Figure 12. House Prices to Decline Modestly
It’s not all rosy and moderate in the SFR market, which is the source of some of the angst. Low inventory means sales volumes are off, meaning realtors (who are paid per transaction) aren’t happy. With the rise in rates, anyone in the mortgage business, which has become very dependent on refi’s, is likewise unhappy. In addition, new home builders have been having a rough go that started with supply chain issues last year and has just kept going this year with their premium homes less in demand. This means there are some unhappy people in the space.
But the macro picture for home prices is broadly consistent: house prices cooling, by about 10% or so, over the next 3 years or so, with the normal season effects. That environment is important to the ‘bottoms-up’ of what we do, which is not dependent on housing prices per se, but rather dependent on our borrowers being able to find good properties that can have value-added and sell in a reasonable time. To address this question, David Nielson, who heads up lending, considers new originations and the state of the loans we currently have.
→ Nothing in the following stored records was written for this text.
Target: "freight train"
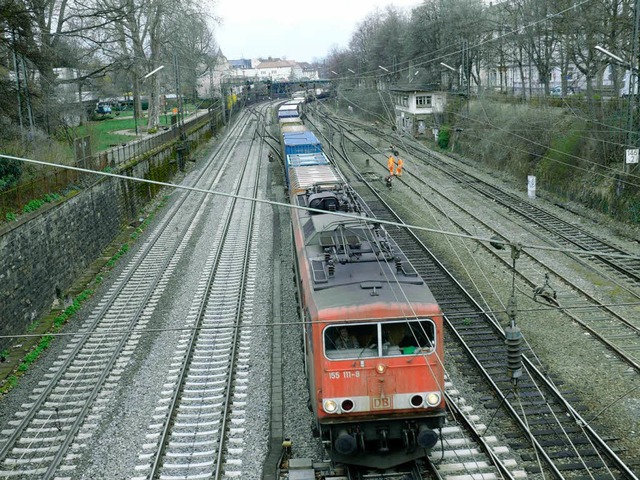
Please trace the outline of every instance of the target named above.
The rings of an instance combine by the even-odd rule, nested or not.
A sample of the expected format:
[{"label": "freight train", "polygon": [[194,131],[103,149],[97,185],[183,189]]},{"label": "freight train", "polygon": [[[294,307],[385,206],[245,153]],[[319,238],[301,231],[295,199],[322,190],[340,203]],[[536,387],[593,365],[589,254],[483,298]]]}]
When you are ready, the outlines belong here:
[{"label": "freight train", "polygon": [[314,433],[341,463],[423,457],[446,415],[442,312],[313,132],[281,111],[289,197],[305,207],[291,221]]}]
“Investors continue to find good deals in this market. A couple of months ago, the homes that were most in demand and getting the top prices needed a rehab taken to the next level, with brand-new cabinets, new windows, new fixtures, etc. Today investors can do a more cosmetic rehab such as re-finishing cabinets, leaving old dual pane windows, using existing fixtures, etc. The end buyer today is looking for a finished home at the most affordable cost. This helps our investors not only reduce the cost of the rehab, but it’s also faster to complete it. We are also seeing a consistent flow of loans paying off, which means people are hitting their numbers and timing expectations. And, usually, they are coming back with a new project in a week or two.”
The ’top-down’ (macro or big picture or overall averages) indicates a market that is continuing to cool after a very hot period. It is expected to come off 10% or so over the next 3 years. The ‘bottoms up’ (what our investors are seeing) remains optimistic and busy with plenty of opportunities.